31 octobre 1664

Fin de la bataille de Jijel

Sur ordre du jeune roi de France Louis XIV, un corps expéditionnaire de 6 500 hommes appareille de Toulon le 2 juillet 1664. Trois semaines plus tard, il mouille devant Jijel (ou Djidjelli), en petite Kabylie, à mi-distance d'Alger et de Tunis.

Il a pour mission d'occuper le littoral afin de mettre fin au piratage exercé par les Barbaresques des régences d'Alger, Tunis et Tripoli, avec la complaisance de leur suzerain ottoman.

C'est la première tentative française de conquête de cette région appelée « Berbérie » (aujourd'hui l'Algérie). Elle va s'achever sur un fiasco que le Roi-Soleil se gardera d'ébruiter  (l'écrivain Jean Teulé rappelle le drame dans Le Montespan).

Alban Dignat
Combat d'un vaisseau français et de deux galères barbaresques, par Théodore Gudin (1802-1880)

Rivalités personnelles et hostilité religieuse

L'expédition est placée sous le commandement du duc de Beaufort, cousin du roi. Sous ses ordres, le comte de Gadagne dirige l'armée et le chevalier Paul la flotte. Il est secondé par Abraham Duquesne. 

Les Français pénètrent sans difficulté dans la ville kabyle mais heurtent très vite les sentiments de la population en occupant un marabout (lieu saint musulman) et un cimetière. Révoltés, les habitants entrent en résistance et multiplient les escarmouches contre l'occupant. Ils reçoivent le soutien de janissaires venus d'Alger.

Dans le camp français, des dissensions se font jour entre le duc de Beaufort et le comte de Gadagne. Le 22 octobre, le premier est rappelé en France par son royal cousin. Dans le même temps arrivent de Toulon quatre vaisseaux chargés de ravitaillement et de troupes de renfort, sous les ordres du marquis de Martel. 

Mais c'est trop tard. Assiégés dans la ville de Jijel, les Français prennent le parti de se retirer. C'est chose faite le 31 octobre 1664. Les navires du marquis de Martel embarquent à la hâte les rescapés du siège...

Le drame de La Lune

Parmi les navires de Jijel figure un grand et vieux vaisseau, La Lune. Il se présente le 5 novembre en rade de Toulon, chargé de près d'un millier d'hommes et faisant eau de toutes parts. Son arrivée piteuse à Toulon met en lumière le fiasco de Jijel.

Pour éviter le scandale, l'Intendant général de la Marine prend prétexte d'une épidémie de peste et ordonne à La Lune de se rendre en quarantaine aux îles d'Hyères voisines. Le rafiot n'a pas le temps d'y arriver. Il se casse littéralement en deux et coule d'un bloc avec ses passagers et son équipage à l'extrémité de la rade de Toulon. On recense tout au plus quarante survivants parmi lesquels le capitaine du navire, le commandeur de Verdille (80 ans), qui a pu s'agripper à une planche.
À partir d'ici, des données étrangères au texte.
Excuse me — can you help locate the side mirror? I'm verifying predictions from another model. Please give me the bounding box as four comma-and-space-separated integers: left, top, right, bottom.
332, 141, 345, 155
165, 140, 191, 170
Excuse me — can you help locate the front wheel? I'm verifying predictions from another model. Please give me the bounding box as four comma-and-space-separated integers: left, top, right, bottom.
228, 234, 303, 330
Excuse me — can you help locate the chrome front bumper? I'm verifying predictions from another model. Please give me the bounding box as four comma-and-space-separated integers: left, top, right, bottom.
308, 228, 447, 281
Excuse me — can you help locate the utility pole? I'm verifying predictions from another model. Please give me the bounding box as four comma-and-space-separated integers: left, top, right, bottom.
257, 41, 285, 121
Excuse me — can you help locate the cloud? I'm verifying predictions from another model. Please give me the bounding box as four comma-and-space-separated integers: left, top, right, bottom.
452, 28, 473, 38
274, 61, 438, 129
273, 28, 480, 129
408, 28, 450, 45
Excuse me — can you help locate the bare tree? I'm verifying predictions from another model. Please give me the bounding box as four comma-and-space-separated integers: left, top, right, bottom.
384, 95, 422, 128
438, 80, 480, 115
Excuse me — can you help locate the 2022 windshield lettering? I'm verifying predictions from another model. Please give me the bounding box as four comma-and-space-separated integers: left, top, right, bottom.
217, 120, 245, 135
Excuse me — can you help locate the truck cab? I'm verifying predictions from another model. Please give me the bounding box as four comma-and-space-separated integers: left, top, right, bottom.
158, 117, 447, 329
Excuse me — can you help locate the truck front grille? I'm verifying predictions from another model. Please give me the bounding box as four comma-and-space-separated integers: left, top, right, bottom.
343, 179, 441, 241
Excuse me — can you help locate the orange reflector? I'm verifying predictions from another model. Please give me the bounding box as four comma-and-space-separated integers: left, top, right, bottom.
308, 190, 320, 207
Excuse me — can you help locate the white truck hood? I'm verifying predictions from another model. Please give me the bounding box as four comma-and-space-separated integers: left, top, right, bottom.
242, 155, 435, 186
Menée à bien en 2013, l'exploration archéologique du vieux vaisseau a fourni de précieuses indications aux historiens sur la marine du Grand Siècle.

Changement de cap

Vingt ans après l'expédition malheureuse de Jijel, la piraterie barbaresque continue d'entretenir l'insécurité dans la Méditerranée. Depuis que les Anglais ont bombardé le port de Tripoli en 1675, elle s'en prend plus particulièrement aux navires battant pavillon français. 

Abraham Duquesne (1610, Dieppe ; 2 février 1688, Paris), par Antoine Graincourt, Cercle militaire de VersaillesLe Roi-Soleil, au sommet de sa puissance, ne supporte pas que ses navires soient ainsi menacés. Il demande à Abraham Duquesne d'en finir.

Celui-ci, devenu entretemps lieutenant général des armées navales (le titre d'amiral lui est interdit du fait de sa foi protestante), prend prétexte de la capture d'un navire français en 1682 et de la vente de son équipage sur le marché d'esclaves d'Alger.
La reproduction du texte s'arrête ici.